Uma poderosa explosão matou pelo menos sete pessoas, destruiu parcialmente vários edifícios do Governo norueguês, em Oslo, e gerou o caos no centro da capital. O atentado também atingiu o prédio de 17 andares, onde fica o gabinete do primeiro-ministro norueguês que não se encontrava no local na altura da explosão.  A polícia confirmou que o rebentamento foi causado por uma bomba. 

Pouco depois da explosão junto ao gabinete do primeiro-ministro norueguês Jens Stoltenberg, pelo menos mais cinco pessoas foram feridas num ataque na ilha norueguesa de Utoeya, a Sul da capital.
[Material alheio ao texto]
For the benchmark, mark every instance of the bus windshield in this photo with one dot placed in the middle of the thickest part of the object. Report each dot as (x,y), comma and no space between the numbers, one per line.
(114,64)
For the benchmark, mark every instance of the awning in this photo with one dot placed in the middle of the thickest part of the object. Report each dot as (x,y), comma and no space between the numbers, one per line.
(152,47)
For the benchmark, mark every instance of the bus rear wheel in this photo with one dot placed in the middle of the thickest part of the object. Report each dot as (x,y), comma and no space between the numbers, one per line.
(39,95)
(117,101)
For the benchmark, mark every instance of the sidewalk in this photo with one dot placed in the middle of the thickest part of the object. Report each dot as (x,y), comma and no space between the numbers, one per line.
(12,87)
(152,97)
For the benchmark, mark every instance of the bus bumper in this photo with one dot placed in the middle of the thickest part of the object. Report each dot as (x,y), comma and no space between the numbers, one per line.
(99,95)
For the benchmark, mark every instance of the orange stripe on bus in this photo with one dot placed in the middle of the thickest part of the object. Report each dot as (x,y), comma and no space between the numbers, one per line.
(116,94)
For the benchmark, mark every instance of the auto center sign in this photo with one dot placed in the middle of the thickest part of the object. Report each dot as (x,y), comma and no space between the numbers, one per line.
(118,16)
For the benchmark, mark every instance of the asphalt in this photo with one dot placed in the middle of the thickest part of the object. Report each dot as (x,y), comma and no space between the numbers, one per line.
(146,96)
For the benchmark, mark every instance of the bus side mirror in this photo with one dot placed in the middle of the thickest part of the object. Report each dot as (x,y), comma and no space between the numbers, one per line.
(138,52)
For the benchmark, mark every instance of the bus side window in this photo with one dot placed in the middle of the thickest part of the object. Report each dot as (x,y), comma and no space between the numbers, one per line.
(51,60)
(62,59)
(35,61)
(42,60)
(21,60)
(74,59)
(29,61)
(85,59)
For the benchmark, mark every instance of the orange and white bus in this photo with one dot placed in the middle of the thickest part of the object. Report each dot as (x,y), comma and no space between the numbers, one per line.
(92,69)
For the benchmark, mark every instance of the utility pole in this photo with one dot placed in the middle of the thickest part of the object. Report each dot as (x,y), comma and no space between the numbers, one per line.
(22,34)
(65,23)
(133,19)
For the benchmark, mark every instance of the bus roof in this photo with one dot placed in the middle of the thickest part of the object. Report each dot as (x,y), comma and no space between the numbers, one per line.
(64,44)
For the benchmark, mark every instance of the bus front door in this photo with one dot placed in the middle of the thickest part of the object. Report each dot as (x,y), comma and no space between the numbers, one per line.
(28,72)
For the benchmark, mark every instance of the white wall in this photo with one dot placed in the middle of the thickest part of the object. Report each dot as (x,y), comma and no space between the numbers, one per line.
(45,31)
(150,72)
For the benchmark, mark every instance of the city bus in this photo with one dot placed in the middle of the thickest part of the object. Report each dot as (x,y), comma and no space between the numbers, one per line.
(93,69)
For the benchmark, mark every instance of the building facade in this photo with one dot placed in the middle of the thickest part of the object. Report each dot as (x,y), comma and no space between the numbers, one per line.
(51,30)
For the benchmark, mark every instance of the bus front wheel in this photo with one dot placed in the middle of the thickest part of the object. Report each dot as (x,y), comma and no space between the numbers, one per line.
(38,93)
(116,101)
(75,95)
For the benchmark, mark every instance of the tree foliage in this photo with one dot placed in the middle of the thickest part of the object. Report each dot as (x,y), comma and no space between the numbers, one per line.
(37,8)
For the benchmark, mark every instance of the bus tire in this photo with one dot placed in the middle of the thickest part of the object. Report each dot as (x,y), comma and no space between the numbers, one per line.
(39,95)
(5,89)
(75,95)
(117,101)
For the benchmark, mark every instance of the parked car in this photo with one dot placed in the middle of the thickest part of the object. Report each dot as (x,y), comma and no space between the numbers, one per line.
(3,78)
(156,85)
Todavia, a estação de televisão TV2 referiu “vários mortos” entre jovens que participavam num evento do Partido Trabalhista, que lidera o governo do país.

Um jovem, aparentemente de nacionalidade norueguesa,  foi detido na sequência deste ataque, noticiou outro canal de TV (NRK). O comissário da polícia Sveinung Sponheim, disse em conferência de imprensa haver “boas razões” para acreditar que existe uma ligação entre este atentado e o que ocorreu no centro de Oslo. “Há testemunhos que reforçam essa ideia”, adiantou.

Segundo a CNN,  as autoridades norueguesas indicam que várias testemunhas, após o rebentamento, cerca das 15h locais, disseram que a principal explosão ocorreu num carro armadilhado.

A Noruega encontra-se sob ameaça terrorista desde 2005. Nesse ano, a publicação de caricaturas de Maomé por jornais dinamarqueses e de outros países nórdicos teve como reacção vários ataques a representações diplomáticas escandinavas no Médio Oriente. Várias indivíduos de origem árabe foram detidos nos últimos anos sob suspeita de planeamento de atentados na Noruega. Recorde-se que o país membro da NATO tem uma força de 700 militares no Afeganistão.

A estação de televisão Al Jazira sublinhou, aliás, que o incidente ocorre poucos dias depois de a procuradoria norueguesa ter interposto uma acusação por terrorismo contra Najmuddin Faraj Ahmad, ou mullah Krekar, fundador do grupo islamista Ansar al-Islam, do Kurdistão.

Apesar de estar na Noruega desde 1991, depois de ter fugido do Norte do Iraque, mullah Krekar não tem nacionalidade norueguesa, ao contrário da sua mulher e dos seus quatro filhos. No passado dia 12 foi formalmente acusado por ter ameaçado de morte uma antiga ministra norueguesa, Erna Solberg. “A Noruega pagará um preço elevado pela minha morte”, terá dito então, citado pela Al Jazira. “Se, por exemplo, Erna Solberg me deportar e eu morrer na sequência disso ela terá a mesma sorte”, ameaçou. Não se sabe, no entanto, se a explosão estará relacionada com este caso.

Na Noruega a violência por motivos políticos é muito pouco comum, ainda que o país seja membro da NATO e tenha sido por vezes referido por líderes da Al-Qaeda devido ao seu envolvimento no conflito no Afeganistão.